While the states have argued for years for an increase in federal spending on hospitals to 50 per cent of the cost, the new agreement starts a “glide path” to get the figure to 45 per cent over the decade from 2025.
The additional $1.2 billion injection into health, called a “strengthening Medicare” package, includes more money for the urgent care clinics being set up by the federal government as well as money for the states to deliver health services to people once they leave hospital, helping them to be discharged earlier from wards.
Albanese promised $135 million for the urgent care clinics before the election and said on Wednesday that 58 would be operating by the end of this year.
“It means more clinics,” he said of the national cabinet deal.
The GST agreement extends a “no worse off guarantee” Scott Morrison made as treasurer in 2018 to meet calls from Western Australia for a bigger share of the proceeds, with the original cost forecast at $766 million a year in the first three years.
Albanese confirmed the extension would cost the federal budget $3.5 billion a year in the three years from fiscal 2028 to 2031.
Victorian premier Jacinta Allan said the result on GST delivered more certainty for the state budget to allow more spending on public services.
NSW premier Chris Minns said the deal gave states certainty.
“If you look at the NDIS, the GST, if you look at changes to health reform, I think we have
achieved more in the last two days than many thought would be possible,” he said.
“And it gives the states certainty in relation to the GST and the health system so we can tackle
challenges in the NDIS, and that is a breakthrough that first ministers and previous prime ministers have been aiming for over a decade.”

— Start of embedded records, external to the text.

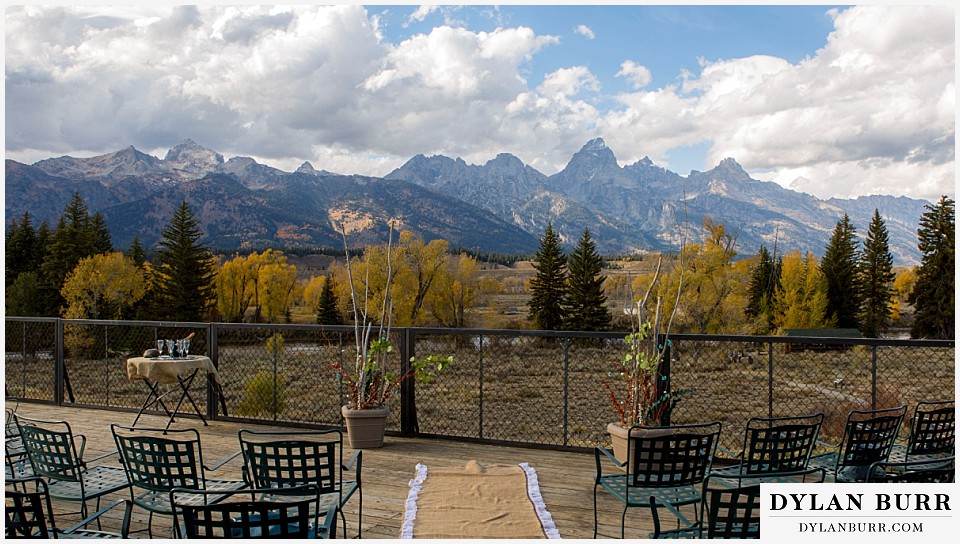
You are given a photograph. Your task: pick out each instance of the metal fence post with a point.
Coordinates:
(566, 390)
(480, 379)
(213, 392)
(408, 388)
(58, 364)
(770, 378)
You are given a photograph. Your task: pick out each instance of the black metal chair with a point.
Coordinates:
(281, 459)
(664, 464)
(29, 514)
(772, 446)
(16, 464)
(158, 460)
(868, 437)
(53, 454)
(932, 433)
(727, 512)
(934, 471)
(297, 515)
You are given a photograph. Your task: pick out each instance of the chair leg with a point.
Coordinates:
(623, 522)
(594, 511)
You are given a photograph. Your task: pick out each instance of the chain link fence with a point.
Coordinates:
(537, 388)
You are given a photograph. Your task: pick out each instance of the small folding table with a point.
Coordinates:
(176, 373)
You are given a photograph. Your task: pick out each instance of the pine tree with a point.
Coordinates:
(933, 295)
(763, 285)
(100, 234)
(187, 273)
(840, 268)
(327, 311)
(70, 242)
(135, 252)
(584, 304)
(20, 249)
(876, 270)
(548, 285)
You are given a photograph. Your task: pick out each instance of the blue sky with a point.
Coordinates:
(827, 99)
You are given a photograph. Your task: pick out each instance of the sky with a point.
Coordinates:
(831, 100)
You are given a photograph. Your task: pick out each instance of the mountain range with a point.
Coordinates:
(501, 206)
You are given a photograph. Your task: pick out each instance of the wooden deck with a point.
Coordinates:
(566, 479)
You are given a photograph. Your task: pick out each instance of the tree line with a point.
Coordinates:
(74, 271)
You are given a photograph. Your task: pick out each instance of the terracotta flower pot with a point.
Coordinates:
(365, 428)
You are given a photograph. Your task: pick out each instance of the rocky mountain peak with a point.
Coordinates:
(307, 168)
(592, 158)
(192, 158)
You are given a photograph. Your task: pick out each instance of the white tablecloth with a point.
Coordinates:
(165, 370)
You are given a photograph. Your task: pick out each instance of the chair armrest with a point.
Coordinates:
(103, 456)
(328, 522)
(600, 450)
(83, 444)
(725, 451)
(124, 529)
(355, 463)
(229, 458)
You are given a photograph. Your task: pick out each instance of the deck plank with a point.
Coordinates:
(566, 479)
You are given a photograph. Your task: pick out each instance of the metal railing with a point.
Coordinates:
(530, 388)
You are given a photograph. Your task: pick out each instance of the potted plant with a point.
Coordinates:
(636, 390)
(370, 382)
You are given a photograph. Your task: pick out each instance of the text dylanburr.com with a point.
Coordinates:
(860, 512)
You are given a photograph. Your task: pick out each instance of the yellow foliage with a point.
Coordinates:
(101, 286)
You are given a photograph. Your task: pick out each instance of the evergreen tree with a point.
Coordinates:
(186, 280)
(840, 269)
(548, 285)
(584, 302)
(100, 234)
(327, 311)
(763, 285)
(21, 249)
(876, 270)
(71, 241)
(933, 296)
(135, 252)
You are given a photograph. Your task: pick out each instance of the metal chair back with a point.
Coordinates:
(933, 429)
(868, 437)
(283, 459)
(732, 512)
(782, 444)
(296, 516)
(159, 460)
(674, 456)
(26, 511)
(51, 448)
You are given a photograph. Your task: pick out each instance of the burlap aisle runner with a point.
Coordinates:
(476, 502)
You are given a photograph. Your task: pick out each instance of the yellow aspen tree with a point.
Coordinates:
(311, 290)
(277, 289)
(456, 291)
(102, 286)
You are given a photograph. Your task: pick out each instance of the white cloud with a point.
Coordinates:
(638, 76)
(872, 110)
(421, 13)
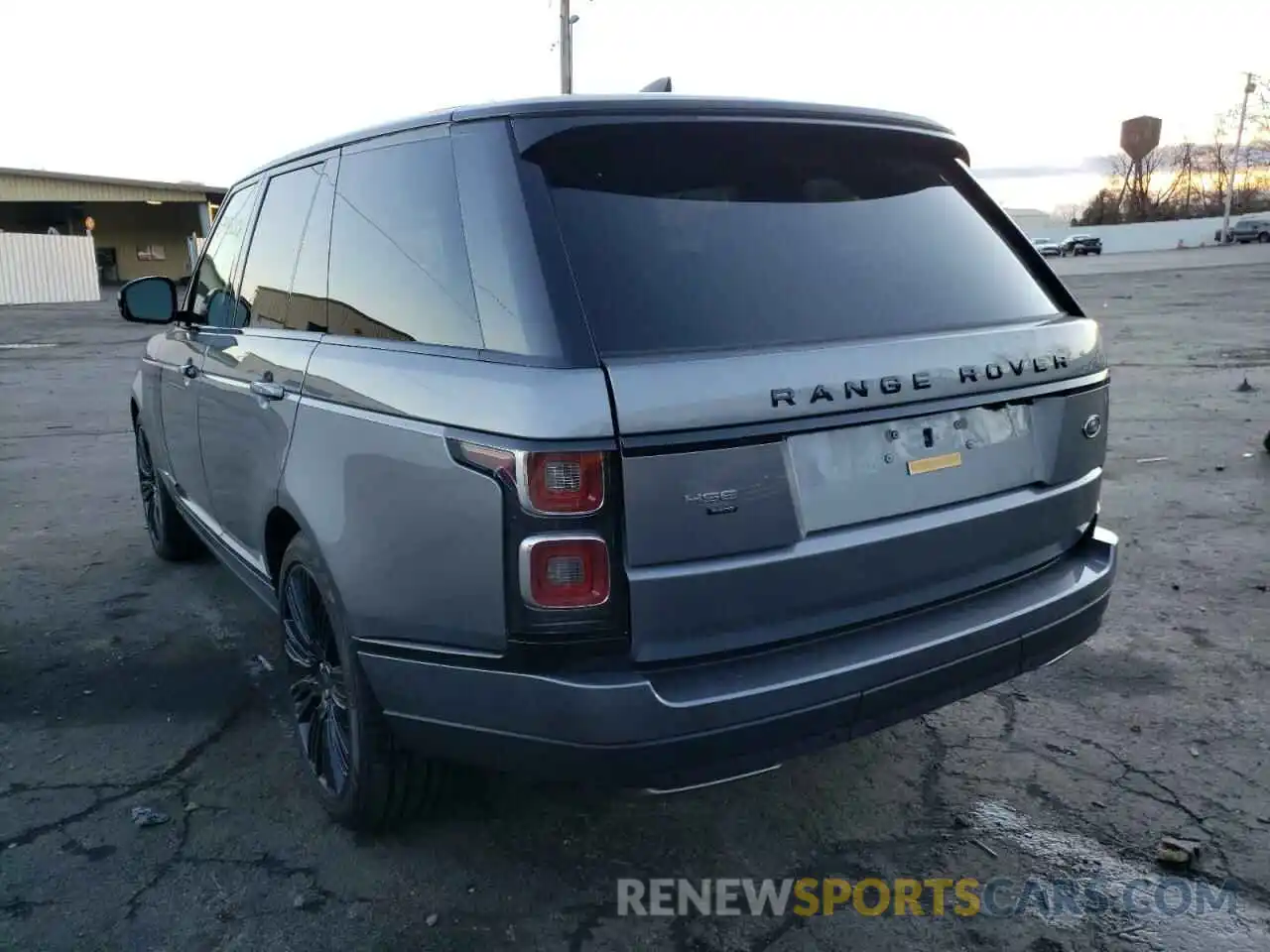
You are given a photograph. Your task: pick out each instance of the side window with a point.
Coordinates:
(212, 298)
(398, 257)
(307, 307)
(271, 258)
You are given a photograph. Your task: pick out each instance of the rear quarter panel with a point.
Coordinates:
(413, 539)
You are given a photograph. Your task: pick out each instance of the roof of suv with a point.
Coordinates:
(634, 104)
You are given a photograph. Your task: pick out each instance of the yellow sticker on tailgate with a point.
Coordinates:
(934, 463)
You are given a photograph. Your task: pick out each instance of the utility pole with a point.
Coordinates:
(567, 22)
(1248, 87)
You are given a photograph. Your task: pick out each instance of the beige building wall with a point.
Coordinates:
(140, 232)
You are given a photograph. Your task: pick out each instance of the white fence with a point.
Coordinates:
(1143, 236)
(44, 270)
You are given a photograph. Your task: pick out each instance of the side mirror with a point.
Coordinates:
(149, 301)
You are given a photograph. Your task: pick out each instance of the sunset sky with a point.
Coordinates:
(148, 89)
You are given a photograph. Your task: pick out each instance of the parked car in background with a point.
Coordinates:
(1080, 245)
(1251, 230)
(626, 438)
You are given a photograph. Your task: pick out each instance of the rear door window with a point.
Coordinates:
(706, 236)
(211, 298)
(271, 261)
(398, 259)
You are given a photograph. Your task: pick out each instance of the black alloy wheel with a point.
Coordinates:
(366, 778)
(318, 688)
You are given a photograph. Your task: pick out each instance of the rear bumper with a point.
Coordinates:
(694, 724)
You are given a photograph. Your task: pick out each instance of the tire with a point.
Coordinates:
(359, 772)
(171, 535)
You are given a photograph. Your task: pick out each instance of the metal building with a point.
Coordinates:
(137, 227)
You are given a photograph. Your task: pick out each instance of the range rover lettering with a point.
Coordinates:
(626, 438)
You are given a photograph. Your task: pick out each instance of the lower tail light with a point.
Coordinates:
(564, 571)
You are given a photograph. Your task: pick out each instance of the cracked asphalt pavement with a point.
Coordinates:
(126, 682)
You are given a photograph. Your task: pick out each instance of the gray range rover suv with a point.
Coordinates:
(647, 439)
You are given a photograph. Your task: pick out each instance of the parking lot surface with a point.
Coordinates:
(126, 683)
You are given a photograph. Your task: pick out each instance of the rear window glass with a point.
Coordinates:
(707, 236)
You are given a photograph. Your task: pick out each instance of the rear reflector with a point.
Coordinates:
(564, 571)
(564, 484)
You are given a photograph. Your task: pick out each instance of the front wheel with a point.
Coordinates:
(363, 777)
(171, 535)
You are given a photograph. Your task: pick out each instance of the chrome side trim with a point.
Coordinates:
(526, 549)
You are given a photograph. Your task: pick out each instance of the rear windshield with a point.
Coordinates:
(706, 236)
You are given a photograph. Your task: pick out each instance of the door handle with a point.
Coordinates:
(268, 390)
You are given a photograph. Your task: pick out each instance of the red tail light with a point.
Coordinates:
(564, 571)
(564, 484)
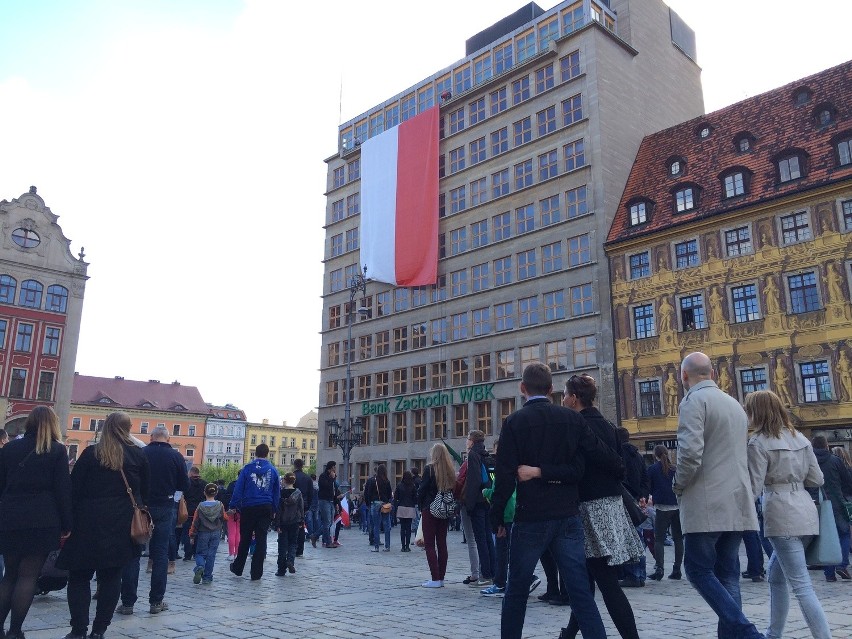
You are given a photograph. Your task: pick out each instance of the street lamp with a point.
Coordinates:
(348, 435)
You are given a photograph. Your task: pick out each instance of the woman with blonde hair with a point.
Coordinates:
(100, 539)
(35, 490)
(781, 463)
(438, 476)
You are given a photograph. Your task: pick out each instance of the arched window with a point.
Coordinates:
(8, 287)
(30, 294)
(57, 298)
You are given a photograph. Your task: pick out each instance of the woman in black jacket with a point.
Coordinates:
(100, 540)
(35, 511)
(611, 539)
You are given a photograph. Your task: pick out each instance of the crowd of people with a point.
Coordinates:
(562, 487)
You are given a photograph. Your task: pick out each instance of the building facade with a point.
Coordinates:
(41, 304)
(149, 404)
(539, 122)
(734, 237)
(225, 436)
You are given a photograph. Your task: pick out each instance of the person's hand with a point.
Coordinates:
(525, 473)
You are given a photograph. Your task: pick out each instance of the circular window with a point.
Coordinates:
(25, 238)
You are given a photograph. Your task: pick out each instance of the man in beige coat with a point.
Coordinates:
(714, 492)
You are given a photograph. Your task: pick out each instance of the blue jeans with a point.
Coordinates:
(712, 566)
(206, 545)
(377, 518)
(164, 518)
(564, 538)
(326, 511)
(787, 566)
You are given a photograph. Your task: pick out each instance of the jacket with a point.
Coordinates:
(168, 473)
(781, 468)
(258, 484)
(711, 479)
(37, 495)
(559, 442)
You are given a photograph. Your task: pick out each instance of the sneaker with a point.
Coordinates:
(158, 607)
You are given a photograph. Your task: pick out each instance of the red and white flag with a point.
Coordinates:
(399, 202)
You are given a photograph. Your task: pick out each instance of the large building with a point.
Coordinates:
(149, 404)
(733, 237)
(41, 302)
(539, 124)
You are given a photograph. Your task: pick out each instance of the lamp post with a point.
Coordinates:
(348, 435)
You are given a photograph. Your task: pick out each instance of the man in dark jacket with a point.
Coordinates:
(838, 483)
(306, 487)
(543, 450)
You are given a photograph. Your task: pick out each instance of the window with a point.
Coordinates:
(24, 338)
(686, 254)
(522, 131)
(570, 64)
(738, 241)
(650, 403)
(572, 110)
(554, 305)
(523, 174)
(548, 165)
(643, 321)
(50, 345)
(816, 381)
(684, 199)
(544, 78)
(499, 141)
(575, 155)
(585, 351)
(692, 312)
(57, 299)
(500, 183)
(752, 379)
(502, 226)
(521, 90)
(804, 295)
(579, 250)
(504, 318)
(795, 227)
(30, 295)
(503, 271)
(746, 307)
(551, 257)
(546, 120)
(505, 364)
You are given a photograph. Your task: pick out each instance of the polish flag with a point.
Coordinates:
(399, 202)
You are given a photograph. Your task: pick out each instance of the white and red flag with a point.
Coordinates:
(399, 202)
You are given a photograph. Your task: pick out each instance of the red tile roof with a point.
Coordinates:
(130, 394)
(776, 123)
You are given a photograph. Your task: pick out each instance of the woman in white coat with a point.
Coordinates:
(781, 464)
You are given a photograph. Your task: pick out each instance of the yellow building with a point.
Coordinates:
(733, 238)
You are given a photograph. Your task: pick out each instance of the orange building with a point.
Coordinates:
(149, 404)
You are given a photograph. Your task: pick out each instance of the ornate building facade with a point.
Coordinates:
(734, 237)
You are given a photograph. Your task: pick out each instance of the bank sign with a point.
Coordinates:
(475, 393)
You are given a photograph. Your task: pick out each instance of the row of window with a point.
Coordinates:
(487, 367)
(31, 294)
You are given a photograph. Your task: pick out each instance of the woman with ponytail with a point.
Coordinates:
(660, 477)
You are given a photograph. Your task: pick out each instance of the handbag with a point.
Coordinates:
(141, 524)
(824, 550)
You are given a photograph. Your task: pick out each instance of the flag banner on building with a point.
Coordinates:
(399, 202)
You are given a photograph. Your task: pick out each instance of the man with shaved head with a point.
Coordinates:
(714, 492)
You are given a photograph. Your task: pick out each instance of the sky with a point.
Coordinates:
(182, 143)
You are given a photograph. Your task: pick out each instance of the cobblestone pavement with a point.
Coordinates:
(350, 592)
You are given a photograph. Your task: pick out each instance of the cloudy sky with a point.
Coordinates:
(181, 142)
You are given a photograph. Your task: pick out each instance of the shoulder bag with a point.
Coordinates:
(141, 524)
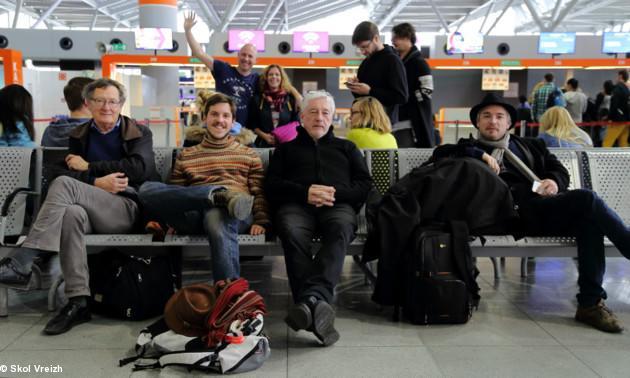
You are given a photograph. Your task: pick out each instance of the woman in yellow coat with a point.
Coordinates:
(370, 126)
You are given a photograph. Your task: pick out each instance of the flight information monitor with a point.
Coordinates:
(464, 43)
(310, 42)
(616, 43)
(239, 38)
(556, 43)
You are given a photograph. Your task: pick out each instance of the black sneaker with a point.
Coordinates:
(324, 323)
(11, 275)
(299, 317)
(70, 315)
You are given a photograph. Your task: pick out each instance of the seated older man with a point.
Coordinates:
(94, 192)
(316, 183)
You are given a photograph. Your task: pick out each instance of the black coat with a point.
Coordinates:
(619, 108)
(538, 158)
(138, 162)
(385, 73)
(302, 162)
(260, 113)
(450, 189)
(418, 107)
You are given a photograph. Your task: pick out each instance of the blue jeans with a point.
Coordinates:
(583, 214)
(188, 210)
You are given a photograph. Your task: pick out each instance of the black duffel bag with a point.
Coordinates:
(132, 287)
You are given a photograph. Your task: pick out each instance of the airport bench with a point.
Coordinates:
(603, 170)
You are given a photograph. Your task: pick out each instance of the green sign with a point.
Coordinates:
(119, 47)
(511, 63)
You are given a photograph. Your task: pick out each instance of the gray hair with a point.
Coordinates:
(89, 89)
(313, 95)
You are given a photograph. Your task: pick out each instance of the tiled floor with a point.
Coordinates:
(523, 327)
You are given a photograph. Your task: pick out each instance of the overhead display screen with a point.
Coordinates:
(239, 38)
(556, 43)
(154, 39)
(464, 43)
(310, 42)
(616, 43)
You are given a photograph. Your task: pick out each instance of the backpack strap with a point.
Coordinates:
(463, 259)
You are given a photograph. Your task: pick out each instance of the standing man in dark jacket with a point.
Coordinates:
(56, 134)
(539, 183)
(381, 74)
(420, 85)
(316, 184)
(619, 112)
(95, 192)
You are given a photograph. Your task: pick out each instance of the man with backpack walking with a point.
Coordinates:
(546, 96)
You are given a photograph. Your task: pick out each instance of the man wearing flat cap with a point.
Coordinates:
(539, 183)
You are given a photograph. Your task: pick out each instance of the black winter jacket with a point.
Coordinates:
(139, 161)
(298, 164)
(450, 189)
(385, 73)
(418, 107)
(538, 158)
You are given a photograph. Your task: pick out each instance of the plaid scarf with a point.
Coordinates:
(501, 149)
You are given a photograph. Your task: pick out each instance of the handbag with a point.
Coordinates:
(131, 287)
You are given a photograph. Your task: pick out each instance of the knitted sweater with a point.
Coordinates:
(223, 163)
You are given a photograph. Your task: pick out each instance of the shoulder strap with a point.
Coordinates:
(463, 259)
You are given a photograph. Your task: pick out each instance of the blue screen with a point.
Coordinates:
(556, 43)
(616, 43)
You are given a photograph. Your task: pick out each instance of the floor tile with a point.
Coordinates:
(14, 326)
(338, 361)
(607, 362)
(504, 361)
(87, 363)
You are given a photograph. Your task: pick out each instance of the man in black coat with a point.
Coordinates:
(381, 74)
(95, 191)
(316, 184)
(538, 183)
(420, 85)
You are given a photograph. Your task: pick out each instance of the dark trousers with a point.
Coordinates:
(583, 214)
(297, 225)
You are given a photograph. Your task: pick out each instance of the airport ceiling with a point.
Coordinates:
(279, 15)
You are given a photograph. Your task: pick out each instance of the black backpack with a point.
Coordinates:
(132, 287)
(440, 276)
(555, 98)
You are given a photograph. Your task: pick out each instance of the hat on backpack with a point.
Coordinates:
(492, 99)
(186, 312)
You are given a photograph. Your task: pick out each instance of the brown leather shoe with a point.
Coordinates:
(599, 316)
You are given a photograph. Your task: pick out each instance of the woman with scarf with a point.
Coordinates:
(274, 113)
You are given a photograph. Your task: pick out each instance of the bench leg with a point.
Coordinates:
(495, 267)
(52, 293)
(4, 301)
(369, 273)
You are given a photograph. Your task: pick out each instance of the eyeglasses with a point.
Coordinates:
(100, 102)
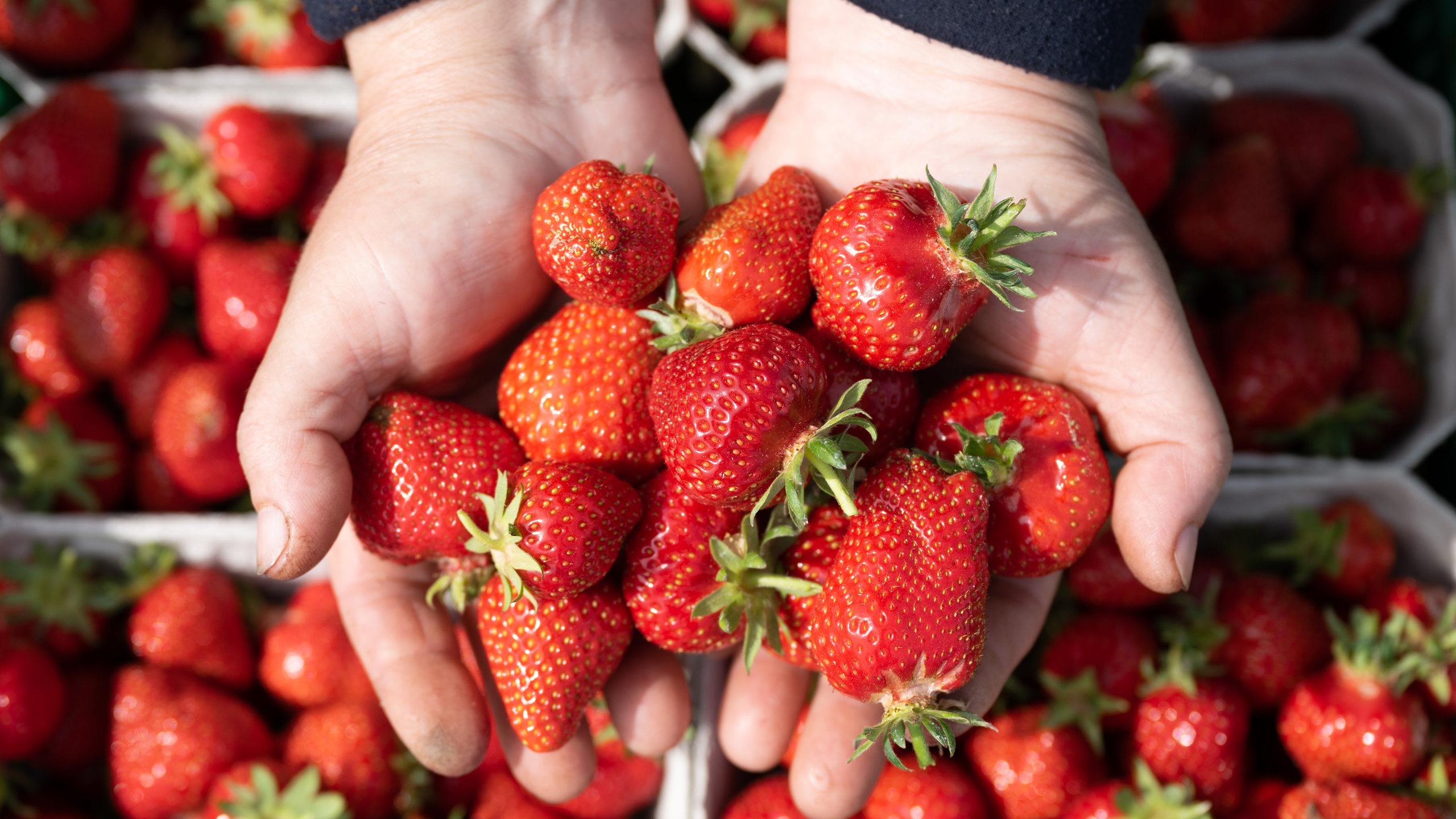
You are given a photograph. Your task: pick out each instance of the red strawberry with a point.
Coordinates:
(557, 532)
(523, 644)
(1312, 138)
(1234, 210)
(1101, 577)
(61, 159)
(241, 289)
(113, 307)
(261, 159)
(1140, 140)
(191, 620)
(68, 454)
(899, 274)
(328, 167)
(1034, 763)
(270, 35)
(1049, 484)
(139, 388)
(415, 464)
(1355, 719)
(747, 260)
(40, 354)
(306, 659)
(194, 429)
(901, 615)
(577, 391)
(351, 745)
(605, 235)
(1371, 213)
(171, 737)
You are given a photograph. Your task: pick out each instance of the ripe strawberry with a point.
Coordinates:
(555, 534)
(268, 34)
(1234, 209)
(523, 646)
(749, 260)
(61, 159)
(351, 745)
(743, 416)
(1101, 577)
(1140, 140)
(1314, 138)
(577, 391)
(306, 659)
(1356, 719)
(899, 304)
(241, 289)
(113, 307)
(1034, 763)
(1047, 480)
(261, 159)
(171, 737)
(901, 615)
(606, 237)
(68, 454)
(40, 354)
(194, 429)
(415, 464)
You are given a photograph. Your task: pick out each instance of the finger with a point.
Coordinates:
(410, 653)
(825, 786)
(648, 700)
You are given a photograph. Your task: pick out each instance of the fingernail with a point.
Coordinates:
(1184, 554)
(273, 537)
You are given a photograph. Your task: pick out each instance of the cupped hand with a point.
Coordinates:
(419, 264)
(865, 100)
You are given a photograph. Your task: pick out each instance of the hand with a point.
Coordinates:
(865, 100)
(420, 263)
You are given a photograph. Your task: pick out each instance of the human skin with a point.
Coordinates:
(468, 108)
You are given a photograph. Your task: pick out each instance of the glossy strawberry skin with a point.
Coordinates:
(552, 659)
(670, 568)
(63, 158)
(747, 260)
(261, 158)
(241, 291)
(729, 410)
(191, 620)
(606, 237)
(877, 264)
(908, 588)
(415, 464)
(1060, 490)
(40, 350)
(1200, 737)
(351, 744)
(577, 391)
(171, 737)
(113, 307)
(1345, 725)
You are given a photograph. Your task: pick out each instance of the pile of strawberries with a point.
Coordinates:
(1295, 657)
(155, 690)
(117, 401)
(1292, 254)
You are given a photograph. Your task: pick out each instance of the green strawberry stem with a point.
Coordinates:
(979, 232)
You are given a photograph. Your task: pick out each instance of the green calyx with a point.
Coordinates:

The national cabinet meeting also agreed to set up a new gun register over the next four years in response to the murder of two police officers and a neighbour at Wieambilla in Queensland last December.
Albanese promised to help the states and territories fund the new register, which will use a “federated model” with the states and territories connecting their systems with a central hub so all jurisdictions can share information “near real-time” about gun ownership.